Plantarle cara a alguien es encararse con él, mirarlo de frente y decirle que no tenemos miedo de cuanto él nos muestra y restriega, ni de cuanto supone su chantaje o su amenaza. Plantar cara a una circunstancia es sacudirse la inercia que nos hace rehenes o pasivos moviéndonos a huir o a hacernos los distraídos, y comenzar a construir algo distinto que traiga una novedosa bondad. Y así reza el lema de la campaña de Manos Unidas en este año 2016: Plántale cara al hambre: siembra. No es simplemente un encararse como quien se enfada y denuncia, sino como quien sabedor de lo que hay ofrece una alternativa sembrando otra posibilidad.
El hambre es ese increíble reto que tenemos en la humanidad del siglo XXI, y que seguimos arrastrando como una lacra que nos deja indiferentes cuando nuestros estómagos llenos nos impiden comprender el drama de tantos millones de hermanos nuestros que sencillamente no tienen qué comer. Fue el hambre lo que empujó a aquellas mujeres pioneras, cristianas comprometidas con el Evangelio que sabían tener sus oídos en los latidos de Dios y abrazar con sus manos las tragedias de los hombres. Eran mujeres de Acción Católica que hace ya más de cincuenta años se pusieron manos a la obra de esta aventura de unidad y solidaridad cristiana.
Fue en el lejano 1955 cuando una organización mundial de mujeres católicas elaboró un manifiesto célebre en el que decían: “Sabemos, y queremos que se sepa, que existen soluciones de vida, y que si la conciencia mundial reacciona, dentro de algunas generaciones las fronteras del hambre habrán desaparecido...” Y concluía diciendo aquella famosa proclama que dio la vuelta al mundo y se hizo el motivo de todas sus campañas: “Declaramos la guerra al Hambre”. Las mujeres de Acción Católica Española respondieron a este llamamiento que denunciaba el “hambre de pan, de cultura y de Dios que padece gran parte de la humanidad”. Esas eran entonces –y siguen siéndolo– las hambres que dejaban inanes a tantos hombres y mujeres, a tantos niños y ancianos: el hambre de pan, de cultura y de Dios, que produce un mundo insolidario y vacío.
Lo decía la recordada Mary Salas, primera presidenta que fue de Manos Unidas: “El día en que los hombres decidan que no haya más hambre sobre la capa de la tierra, no la habrá.

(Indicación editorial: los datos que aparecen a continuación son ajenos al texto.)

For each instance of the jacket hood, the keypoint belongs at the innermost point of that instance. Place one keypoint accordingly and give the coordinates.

Supone una toma de conciencia semejante a la de la abolición de la esclavitud. Será un mundo nuevo”. Y uno alberga la esperanza de que no sólo Martin Luther King sorprendiese al mundo contándonos su sueño de un mundo diferente tal y como Dios lo pensó, sino que cada uno de nosotros seamos los hacedores de ese pequeño terruño en donde del tiempo y el espacio que dependen de mí, ahí pueda nacer el trocito de mundo nuevo que llena de credibilidad mi esperanza.
Sembrar todo aquello que permite reconstruir la libertad, la dignidad, el trabajo, la seguridad, la paz y cualquier tipo de verdadero progreso en bien de la humanidad tan herida y diezmada. Cuando miramos las cicatrices mal curadas por las que tantos hombres y mujeres se siguen desangrando con sus heridas abiertas, es cuando Dios nos emplaza a sembrar con paciencia las semillas de la paz, del amor, de la esperanza, de la fe. La humanidad y cada uno de los pueblos necesitan ver crecer esas semillas dentro de sus historias y de sus territorios.
No sólo de pan vive el hombre, nos dice Jesús (Mt 4,4). Por eso hemos de sembrar el trigo, pero también tantas cosas que nutran el corazón que nos hace amables, la inteligencia que nos da razones, la fe de la auténtica religiosidad. Por todo esto hay que ayudar económica y moralmente a Manos Unidas.